I began creating anime music videos. then street photography. I found myself resonating with a very limited selection of quotes. I was not abandoning art entirely, I was orbiting it without awareness. drawn to fragments that felt real, reasonable, grounded. I did not recognize them as art. that was the contradiction.

I denied what I was still reaching for.

I could not relate, not because the many of the art I encountered was distant, but because I did not know who I was supposed to be relating as. I lacked a self to anchor meaning.

Everything Has Become a Metaphor

Life still does not look fully real to me, the black and white lens I once wore has not disappeared, but now there are interruptions, splashes of color bleeding through the cracks. I no longer see things only as they are. I see them as beyond. even when no explicit meaning exists, metaphor insists.

Not metaphor as observation, but as interception, I understand now why my brother was drawn to that kind of art. why my sister loved those kinds of shows. why I gravitated toward certain places, certain patterns, certain silences. I can read something and either recognize myself in it, or immediately know who it belongs to.

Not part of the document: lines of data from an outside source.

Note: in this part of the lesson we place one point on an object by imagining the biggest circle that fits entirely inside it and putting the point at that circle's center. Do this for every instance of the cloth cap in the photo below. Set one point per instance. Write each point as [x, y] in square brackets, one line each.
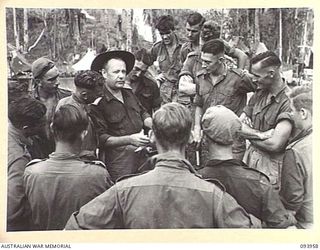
[101, 59]
[41, 66]
[221, 124]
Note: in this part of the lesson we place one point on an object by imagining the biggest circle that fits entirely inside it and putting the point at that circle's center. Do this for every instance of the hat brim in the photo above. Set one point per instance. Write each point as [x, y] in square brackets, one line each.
[104, 57]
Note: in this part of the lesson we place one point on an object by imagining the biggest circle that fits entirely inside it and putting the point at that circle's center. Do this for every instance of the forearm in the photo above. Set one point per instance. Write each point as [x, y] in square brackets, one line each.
[148, 122]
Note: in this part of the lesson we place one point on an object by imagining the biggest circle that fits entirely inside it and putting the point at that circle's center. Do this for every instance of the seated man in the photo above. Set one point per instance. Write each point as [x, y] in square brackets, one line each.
[26, 118]
[89, 86]
[118, 116]
[60, 185]
[296, 177]
[170, 196]
[251, 188]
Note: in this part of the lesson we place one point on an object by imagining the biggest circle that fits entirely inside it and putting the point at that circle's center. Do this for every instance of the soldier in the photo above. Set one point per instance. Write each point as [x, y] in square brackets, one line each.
[170, 196]
[60, 185]
[251, 188]
[46, 81]
[26, 119]
[296, 178]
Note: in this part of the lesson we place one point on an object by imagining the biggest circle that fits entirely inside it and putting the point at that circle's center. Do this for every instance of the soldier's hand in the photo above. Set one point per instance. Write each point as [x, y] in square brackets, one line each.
[266, 135]
[197, 136]
[139, 139]
[161, 78]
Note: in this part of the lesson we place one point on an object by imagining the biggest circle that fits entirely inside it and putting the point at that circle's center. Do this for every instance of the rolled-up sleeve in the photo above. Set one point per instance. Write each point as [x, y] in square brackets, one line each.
[103, 212]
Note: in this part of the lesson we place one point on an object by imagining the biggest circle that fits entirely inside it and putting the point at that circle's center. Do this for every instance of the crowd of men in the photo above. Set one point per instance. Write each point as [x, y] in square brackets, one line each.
[185, 149]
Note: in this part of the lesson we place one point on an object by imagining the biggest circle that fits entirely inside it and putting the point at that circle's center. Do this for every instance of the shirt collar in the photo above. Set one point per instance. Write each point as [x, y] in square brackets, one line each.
[18, 135]
[226, 163]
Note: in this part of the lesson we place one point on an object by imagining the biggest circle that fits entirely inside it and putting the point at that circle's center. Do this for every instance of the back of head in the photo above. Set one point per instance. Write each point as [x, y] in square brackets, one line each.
[210, 30]
[267, 59]
[26, 111]
[165, 23]
[301, 97]
[195, 18]
[171, 125]
[68, 123]
[214, 47]
[88, 79]
[221, 125]
[142, 55]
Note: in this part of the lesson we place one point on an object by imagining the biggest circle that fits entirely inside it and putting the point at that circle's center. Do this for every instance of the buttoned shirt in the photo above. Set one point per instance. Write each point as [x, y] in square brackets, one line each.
[114, 118]
[60, 185]
[169, 196]
[252, 190]
[230, 89]
[18, 212]
[169, 65]
[296, 178]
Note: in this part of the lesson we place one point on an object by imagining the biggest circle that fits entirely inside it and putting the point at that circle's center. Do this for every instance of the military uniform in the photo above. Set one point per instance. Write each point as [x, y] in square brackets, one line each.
[44, 145]
[170, 66]
[169, 196]
[18, 212]
[252, 190]
[60, 185]
[296, 179]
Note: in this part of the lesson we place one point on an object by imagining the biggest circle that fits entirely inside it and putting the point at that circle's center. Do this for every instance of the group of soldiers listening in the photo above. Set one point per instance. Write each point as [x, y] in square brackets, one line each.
[122, 150]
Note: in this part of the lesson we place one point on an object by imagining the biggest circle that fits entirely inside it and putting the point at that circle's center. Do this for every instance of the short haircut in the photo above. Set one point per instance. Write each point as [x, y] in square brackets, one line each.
[144, 56]
[165, 23]
[88, 79]
[267, 58]
[68, 122]
[26, 111]
[171, 125]
[195, 18]
[214, 46]
[301, 97]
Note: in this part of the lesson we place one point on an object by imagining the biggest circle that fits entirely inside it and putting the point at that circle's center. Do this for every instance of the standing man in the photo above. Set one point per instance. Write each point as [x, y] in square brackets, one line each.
[26, 118]
[143, 85]
[167, 54]
[251, 188]
[296, 177]
[268, 110]
[219, 85]
[118, 116]
[170, 196]
[88, 87]
[46, 81]
[60, 185]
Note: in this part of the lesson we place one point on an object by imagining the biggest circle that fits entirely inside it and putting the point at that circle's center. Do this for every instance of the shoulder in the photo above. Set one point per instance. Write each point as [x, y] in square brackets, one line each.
[64, 93]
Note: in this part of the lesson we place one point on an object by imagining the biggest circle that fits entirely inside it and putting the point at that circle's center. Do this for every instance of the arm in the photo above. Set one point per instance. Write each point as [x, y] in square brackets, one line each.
[278, 139]
[103, 212]
[186, 85]
[292, 186]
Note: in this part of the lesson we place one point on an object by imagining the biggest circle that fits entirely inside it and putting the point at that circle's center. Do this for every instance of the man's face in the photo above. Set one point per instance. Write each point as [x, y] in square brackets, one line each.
[114, 72]
[193, 32]
[50, 81]
[263, 76]
[138, 71]
[211, 62]
[167, 36]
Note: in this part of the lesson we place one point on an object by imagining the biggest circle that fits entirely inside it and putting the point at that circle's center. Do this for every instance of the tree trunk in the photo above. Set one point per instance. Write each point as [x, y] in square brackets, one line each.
[16, 33]
[25, 30]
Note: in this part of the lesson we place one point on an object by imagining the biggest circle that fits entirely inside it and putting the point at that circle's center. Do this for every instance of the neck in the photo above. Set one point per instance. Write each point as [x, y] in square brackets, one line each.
[65, 147]
[278, 84]
[180, 152]
[44, 94]
[220, 152]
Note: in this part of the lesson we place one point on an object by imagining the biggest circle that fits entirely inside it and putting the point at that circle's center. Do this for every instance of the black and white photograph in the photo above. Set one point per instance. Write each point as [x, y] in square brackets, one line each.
[159, 118]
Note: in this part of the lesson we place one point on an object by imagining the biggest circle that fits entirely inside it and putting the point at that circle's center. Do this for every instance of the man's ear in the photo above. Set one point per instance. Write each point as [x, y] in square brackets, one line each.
[191, 137]
[152, 137]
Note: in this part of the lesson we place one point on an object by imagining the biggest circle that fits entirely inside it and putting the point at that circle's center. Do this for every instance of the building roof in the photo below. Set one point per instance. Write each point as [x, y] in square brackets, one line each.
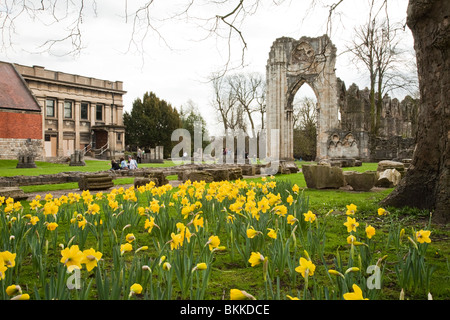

I have begun to feel depth beneath surface. that realization frightens me. It means life always carried love, beauty, aspiration, warmth, and that I simply could not feel them. I still cannot tell whether what I feel now is pleasure or pain, is it real or I’m just hallucinating for a bit of time. the boundary between them is thin.

Self understanding has been the most significant catalyst. one of its side effects is vision. I can now see why I related to certain things and avoided others. why I ran from what reflected me too clearly, the colors are fighting to fill the lenses of my glasses. But the lenses are still hard. still resistant.